Unsere Teams haben im Dezember 2023 mit der Verteilung von Wasser begonnen. Derzeit erhalten 20 000 Menschen insgesamt 110 000 Liter Trinkwasser täglich. Das reicht bei Weitem nicht aus. «Normalerweise benötigt eine Person zwei bis drei Liter sauberes Wasser pro Tag», erklärt Youssel Al-Khishawi, unser Spezialist für Wasser und Hygiene. «Aufgrund des aktuellen Wassermangels erhält eine 6-köpfige Familie durchschnittlich 3,8 Liter Wasser pro Tag.»

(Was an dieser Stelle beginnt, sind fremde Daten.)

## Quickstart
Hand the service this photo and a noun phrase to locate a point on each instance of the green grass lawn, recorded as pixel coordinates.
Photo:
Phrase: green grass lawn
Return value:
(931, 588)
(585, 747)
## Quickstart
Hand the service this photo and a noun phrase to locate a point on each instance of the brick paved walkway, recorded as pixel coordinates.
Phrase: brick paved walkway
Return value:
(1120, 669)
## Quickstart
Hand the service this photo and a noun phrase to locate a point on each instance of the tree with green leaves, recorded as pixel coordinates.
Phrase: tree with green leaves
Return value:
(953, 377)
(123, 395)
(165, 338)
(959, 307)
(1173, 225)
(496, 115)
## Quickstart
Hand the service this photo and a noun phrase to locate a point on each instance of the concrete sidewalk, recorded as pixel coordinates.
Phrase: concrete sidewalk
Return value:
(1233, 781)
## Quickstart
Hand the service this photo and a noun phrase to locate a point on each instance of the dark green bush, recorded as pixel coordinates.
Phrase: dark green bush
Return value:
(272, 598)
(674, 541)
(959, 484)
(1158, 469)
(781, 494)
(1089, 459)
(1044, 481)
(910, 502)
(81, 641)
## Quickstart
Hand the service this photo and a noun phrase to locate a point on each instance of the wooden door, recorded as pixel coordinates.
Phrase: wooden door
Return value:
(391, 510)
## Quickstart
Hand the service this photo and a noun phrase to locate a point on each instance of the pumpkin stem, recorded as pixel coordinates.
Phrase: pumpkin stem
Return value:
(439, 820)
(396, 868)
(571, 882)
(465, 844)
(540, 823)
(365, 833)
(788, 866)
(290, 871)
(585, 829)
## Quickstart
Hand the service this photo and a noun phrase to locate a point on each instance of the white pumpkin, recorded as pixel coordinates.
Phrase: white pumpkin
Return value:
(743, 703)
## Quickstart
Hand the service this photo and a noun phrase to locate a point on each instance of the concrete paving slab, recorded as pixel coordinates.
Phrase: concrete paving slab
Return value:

«Unsere grösste Hürde, um mehr Wasser verteilen zu können, ist der fehlende Treibstoff. Diesen bräuchten wir, um das Wasser zu transportieren und zu fördern», sagt Al-Khishawi. «Weitere Schwierigkeit: Es gibt kaum befahrbare Strassen für unsere Lastwagen, denn selbst auf dem Asphalt stehen Zelte. Und ein drittes Problem sind fehlende Wasserstellen: Sie wurden bombardiert.»

Ärzte ohne Grenzen fordert erneut einen sofortigen und dauerhaften Waffenstillstand, damit die Bevölkerung von Gaza in ihre Häuser zurückkehren kann. Zudem rufen wir dazu auf, dass die humanitäre Hilfe ausgeweitet und nicht behindert wird. Nur so kann sichergestellt werden, dass die Menschen in Gaza Wasser, Nahrung und Gesundheitsversorgung erhalten.